NACCHO has several resources dedicated to improving heath equity and reducing inequities in the nation. The organization’s Health Equity and Social Justice Program aims to advance the capacity of local health departments to address the root causes of inequities through public health practice. Initiatives within the program examine why certain populations have a disproportionate burden of disease and mortality and how those inequities are produced in order to develop strategies to eliminate them.

NACCHO’s web-based learning collaborative course, The Roots of Health Inequity is designed for public health professionals and offers health department staff a place to explore the relationship between social injustice and everyday public health practice. The site is a starting point for those who want to tackle systemic differences in health and wellness that are actionable and unjust.

Health Equity and Social Justice 101 is a three-part, online training series that was designed to strengthen comprehension and inform local health department practices on health equity and social justice key concepts, principles, and applications. Part One discusses how structural racism and class-based oppression are root causes of health inequities and explore strategies on how to address them. Part Two provides an overview of intersectionality, a framework that describes the ways in which power structures based on race, ethnicity, gender, class, ability, religion, nationality/citizenship, and other markers of difference interact to inform individual realities and lived experiences, as well as shape systemic policies and practices. Finally, Part Three features public health practitioners discussing how to operationalize health equity and social justice at the local level.

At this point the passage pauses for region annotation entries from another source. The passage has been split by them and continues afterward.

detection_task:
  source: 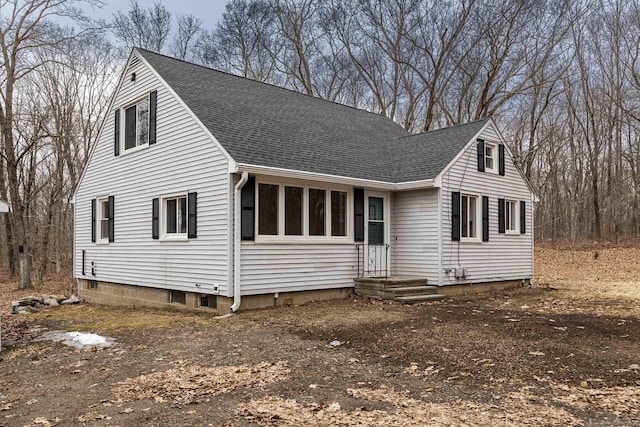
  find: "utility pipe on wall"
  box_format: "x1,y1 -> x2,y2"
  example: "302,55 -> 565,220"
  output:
231,172 -> 249,313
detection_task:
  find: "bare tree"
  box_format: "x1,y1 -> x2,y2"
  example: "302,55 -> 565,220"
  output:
111,0 -> 171,52
170,15 -> 202,60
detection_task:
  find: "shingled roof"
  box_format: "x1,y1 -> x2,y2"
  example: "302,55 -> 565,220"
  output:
136,49 -> 488,182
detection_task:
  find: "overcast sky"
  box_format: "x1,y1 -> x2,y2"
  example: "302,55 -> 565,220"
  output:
87,0 -> 227,29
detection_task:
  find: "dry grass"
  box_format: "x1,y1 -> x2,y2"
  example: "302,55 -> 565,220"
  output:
535,247 -> 640,307
0,273 -> 73,316
31,304 -> 206,334
115,362 -> 290,405
238,387 -> 580,427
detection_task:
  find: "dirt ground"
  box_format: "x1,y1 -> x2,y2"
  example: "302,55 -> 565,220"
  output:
0,248 -> 640,426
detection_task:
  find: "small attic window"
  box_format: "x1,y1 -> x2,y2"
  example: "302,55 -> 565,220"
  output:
127,55 -> 140,74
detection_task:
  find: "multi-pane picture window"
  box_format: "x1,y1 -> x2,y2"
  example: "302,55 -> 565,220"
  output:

Aims for Improving Access to Care

To improve access to care, socio-economic factors including education, housing, affordable, healthcare, neighborhood conditions, environment, food security, and minority stressors must be addressed. Health is definitely beyond just healthcare. Investing in and revitalizing low-income communities can be a start to reducing disparities and bridging access to adequate healthcare. Addressing health inequities and providing education about health habits during early childhood aimed at low-income families have been shown to improve health outcomes, behaviors, and social outcomes into adulthood. Recent attention to both adverse child experiences and early brain development work gets at these very issues. NACCHO – working hand-in-hand with local health departments – is leading the way in health equity work at the community level to ensure that local context is robustly incorporated in public health practice at this critical time in our nation’s history.

References

  1. 2016 National Healthcare Quality and Disparities Report. Content last reviewed August 2017. Agency for Healthcare Research and Quality, Rockville, MD. Retrieved from http://www.ahrq.gov/research/findings/nhqrdr/nhqdr16/index.html
  2. Mapping Life Expectancy. Virginia Commonwealth University Center on Society and Health, 2014. Retrieved from https://societyhealth.vcu.edu/work/the-projects/mapping-life-expectancy.html
  3. Ubri, P., & Artiga, S. (2016). Disparities in Health and Health Care: Five Key Questions and Answers. Retrieved from https://www.kff.org/disparities-policy/issue-brief/disparities-in-health-and-health-care-five-key-questions-and-answers/
  4. (2014). Expanding the Boundaries: Health Equity and Public Health Practice. Retrieved from http://bit.ly/2BJ4lid
  5. Boddy, J. (2017). The Forces Driving Middle-Aged White People’s ‘Deaths of Despair’. Retrieved from https://www.npr.org/sections/health-shots/2017/03/23/521083335/the-forces-driving-middle-aged-white-peoples-deaths-of-despair.
  6. Smialek, J. (2017). ‘Deaths of Despair’ Are Surging Among the White Working Class. Retrieved from https://www.bloomberg.com/news/articles/2017-03-23/white-working-class-death-rate-to-be-elevated-for-a-generation
  7. Education: It Matters More to Health than Ever Before. Virginia Commonwealth University Center on Society and Health, 2014. Retrieved from https://societyhealth.vcu.edu/work/the-projects/mapping-life-expectancy.html
  8. Wallace R, Hughes-Cromwick P, Mull H, Khasnabis S. “Access to health care and nonemergency medical transportation: Two missing links.” Transportation Research Record: Journal of the Transportation Research Board. 2005; 1924:76–84.